Bleibt deshalb alles einfach nur beim Alten?
Nicht ganz. Die Erleichterung nach dem Ende der Quarantäne könnte den direkten menschlichen Austausch wieder aufwerten, gerade für diejenigen, die tief im Innern allein durchs Leben gehen oder fast nur online unterwegs sind. Neue Freundschaften entstehen und alte werden wiederbelebt. Überhaupt wird eine ethische Diskussion wieder in den Vordergrund treten: Was ist für uns Menschen wichtiger? Individualismus und Wohlstand oder Solidarität und Verantwortung?
Die Erfahrung, wie fragil unsere Gesellschaft und Wirtschaft ist, wird die Wichtigkeit, weltweit nachhaltig und rücksichtsvoll miteinander umzugehen, erhöhen. Es ist zu hoffen, dass die Bedeutung und die Budgets von transnationalen Organisationen, wie der WHO oder dem Weltsicherheitsrat der UNO, wieder zunehmen. Auch Europa könnte enger zusammenrücken und Schocks im Euroraum auf mehr Schultern verteilen. Besonders die wechselseitige wirtschaftliche Abhängigkeit ist offenkundiger denn je.

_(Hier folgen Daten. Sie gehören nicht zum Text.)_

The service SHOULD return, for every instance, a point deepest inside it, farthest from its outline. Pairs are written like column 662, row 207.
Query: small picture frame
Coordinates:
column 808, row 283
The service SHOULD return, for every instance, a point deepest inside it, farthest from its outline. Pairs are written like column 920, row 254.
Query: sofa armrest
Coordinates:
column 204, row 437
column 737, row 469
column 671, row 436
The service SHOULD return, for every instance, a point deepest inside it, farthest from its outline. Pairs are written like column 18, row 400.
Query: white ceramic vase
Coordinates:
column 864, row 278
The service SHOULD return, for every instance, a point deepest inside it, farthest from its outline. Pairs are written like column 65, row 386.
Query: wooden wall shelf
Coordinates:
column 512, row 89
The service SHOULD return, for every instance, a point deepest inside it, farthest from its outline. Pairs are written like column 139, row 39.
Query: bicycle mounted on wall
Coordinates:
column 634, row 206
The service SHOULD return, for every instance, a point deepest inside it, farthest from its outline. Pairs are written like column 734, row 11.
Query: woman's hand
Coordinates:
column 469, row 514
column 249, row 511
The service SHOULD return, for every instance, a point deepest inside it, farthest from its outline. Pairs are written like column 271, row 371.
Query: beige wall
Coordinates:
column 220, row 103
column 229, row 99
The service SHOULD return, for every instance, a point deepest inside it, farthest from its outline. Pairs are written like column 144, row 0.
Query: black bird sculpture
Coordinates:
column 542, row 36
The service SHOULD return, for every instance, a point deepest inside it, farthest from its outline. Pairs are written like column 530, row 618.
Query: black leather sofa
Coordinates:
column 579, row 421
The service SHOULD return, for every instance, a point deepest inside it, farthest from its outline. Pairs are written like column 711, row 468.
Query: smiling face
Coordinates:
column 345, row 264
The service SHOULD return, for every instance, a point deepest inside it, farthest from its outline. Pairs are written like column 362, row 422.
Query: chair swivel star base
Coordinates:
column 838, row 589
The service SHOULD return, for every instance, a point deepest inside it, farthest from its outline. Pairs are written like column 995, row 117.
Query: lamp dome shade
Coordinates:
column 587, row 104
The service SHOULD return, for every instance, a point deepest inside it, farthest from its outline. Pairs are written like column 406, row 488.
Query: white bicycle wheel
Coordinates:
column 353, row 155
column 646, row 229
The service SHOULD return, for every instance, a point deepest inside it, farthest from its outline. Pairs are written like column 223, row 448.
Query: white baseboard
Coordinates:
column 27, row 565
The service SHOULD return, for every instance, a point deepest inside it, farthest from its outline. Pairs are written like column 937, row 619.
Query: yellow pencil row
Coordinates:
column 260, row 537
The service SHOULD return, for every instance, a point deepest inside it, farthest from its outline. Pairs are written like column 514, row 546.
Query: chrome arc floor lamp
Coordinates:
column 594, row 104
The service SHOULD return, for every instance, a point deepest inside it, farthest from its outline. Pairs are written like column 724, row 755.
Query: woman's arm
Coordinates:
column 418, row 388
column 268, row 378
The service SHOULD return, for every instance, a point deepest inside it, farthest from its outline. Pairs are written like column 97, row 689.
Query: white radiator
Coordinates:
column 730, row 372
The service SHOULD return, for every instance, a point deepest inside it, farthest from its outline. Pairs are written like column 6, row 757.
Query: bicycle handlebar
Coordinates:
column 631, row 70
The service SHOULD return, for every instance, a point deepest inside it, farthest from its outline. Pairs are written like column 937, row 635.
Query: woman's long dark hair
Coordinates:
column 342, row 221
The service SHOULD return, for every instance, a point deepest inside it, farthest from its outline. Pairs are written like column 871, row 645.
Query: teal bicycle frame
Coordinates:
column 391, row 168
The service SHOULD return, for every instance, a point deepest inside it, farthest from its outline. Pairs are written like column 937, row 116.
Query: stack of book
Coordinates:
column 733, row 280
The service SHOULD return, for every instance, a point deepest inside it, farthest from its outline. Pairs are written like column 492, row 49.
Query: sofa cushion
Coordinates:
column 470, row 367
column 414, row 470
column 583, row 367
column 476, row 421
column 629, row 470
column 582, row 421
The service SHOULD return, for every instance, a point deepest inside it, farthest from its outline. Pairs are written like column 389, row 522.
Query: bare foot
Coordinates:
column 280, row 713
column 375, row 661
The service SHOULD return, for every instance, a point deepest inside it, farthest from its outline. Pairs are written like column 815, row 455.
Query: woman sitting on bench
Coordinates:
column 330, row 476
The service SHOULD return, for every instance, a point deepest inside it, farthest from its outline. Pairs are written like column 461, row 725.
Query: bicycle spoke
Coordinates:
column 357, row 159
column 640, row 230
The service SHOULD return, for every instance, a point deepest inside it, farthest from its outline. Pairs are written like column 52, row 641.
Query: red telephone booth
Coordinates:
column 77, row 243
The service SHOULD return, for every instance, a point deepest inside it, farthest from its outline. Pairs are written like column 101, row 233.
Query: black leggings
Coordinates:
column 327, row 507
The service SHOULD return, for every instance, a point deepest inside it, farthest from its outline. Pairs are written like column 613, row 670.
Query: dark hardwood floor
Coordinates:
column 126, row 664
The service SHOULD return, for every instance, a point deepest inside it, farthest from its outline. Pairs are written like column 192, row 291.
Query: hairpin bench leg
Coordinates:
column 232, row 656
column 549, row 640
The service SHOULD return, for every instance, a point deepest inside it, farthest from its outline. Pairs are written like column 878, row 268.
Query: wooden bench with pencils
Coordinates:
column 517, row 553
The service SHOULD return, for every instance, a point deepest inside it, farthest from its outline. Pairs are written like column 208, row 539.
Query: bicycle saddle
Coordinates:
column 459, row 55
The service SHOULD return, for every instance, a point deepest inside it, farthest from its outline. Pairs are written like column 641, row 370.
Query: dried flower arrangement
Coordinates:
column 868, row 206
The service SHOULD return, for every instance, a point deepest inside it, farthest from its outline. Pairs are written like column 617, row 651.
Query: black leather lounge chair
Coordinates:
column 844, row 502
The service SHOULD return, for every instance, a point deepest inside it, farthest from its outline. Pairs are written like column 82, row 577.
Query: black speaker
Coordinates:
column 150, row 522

Aktuell sehen Europäer Asiaten in der Innenstadt scheel an. Und umgekehrt sollen Südafrikaner Europäer auf der Straße sogar mit Steinen beworfen haben. Angst grenzt aus und Angst sucht nach Sündenböcken. Allerdings: Die politischen und nationalen Unterschiede zwischen Menschen werden von dem grenzenlosen Vorgehen des Virus zumindest für eine Weile relativiert. Eine Ausgangssperre gilt zum Beispiel gleichermaßen für verfeindete Gruppen in Bürgerkriegsländern. Plötzlich gibt es einen gemeinsamen Feind. Vielleicht sorgt das für mehr Gemeinsamkeit und macht alternative Lösungen möglich. Wenn eine Krise alle gleich betrifft, und Egoismus nicht davor schützt, dann rückt die Herde enger zusammen.
Für Kommunikationsberater und -Trainer wird es dabei möglicherweise noch mehr als bisher zu tun geben. Denn Führung, Austausch und Zusammenarbeit waren noch nie so wichtig wie in Zeiten allgemeiner Verunsicherung.
Praktisch alle Aspekte unseres aktuellen Lebens sind von Corona betroffen. Das heißt aber nicht, dass wir unser Leben prinzipiell ändern werden. Ganz im Gegenteil.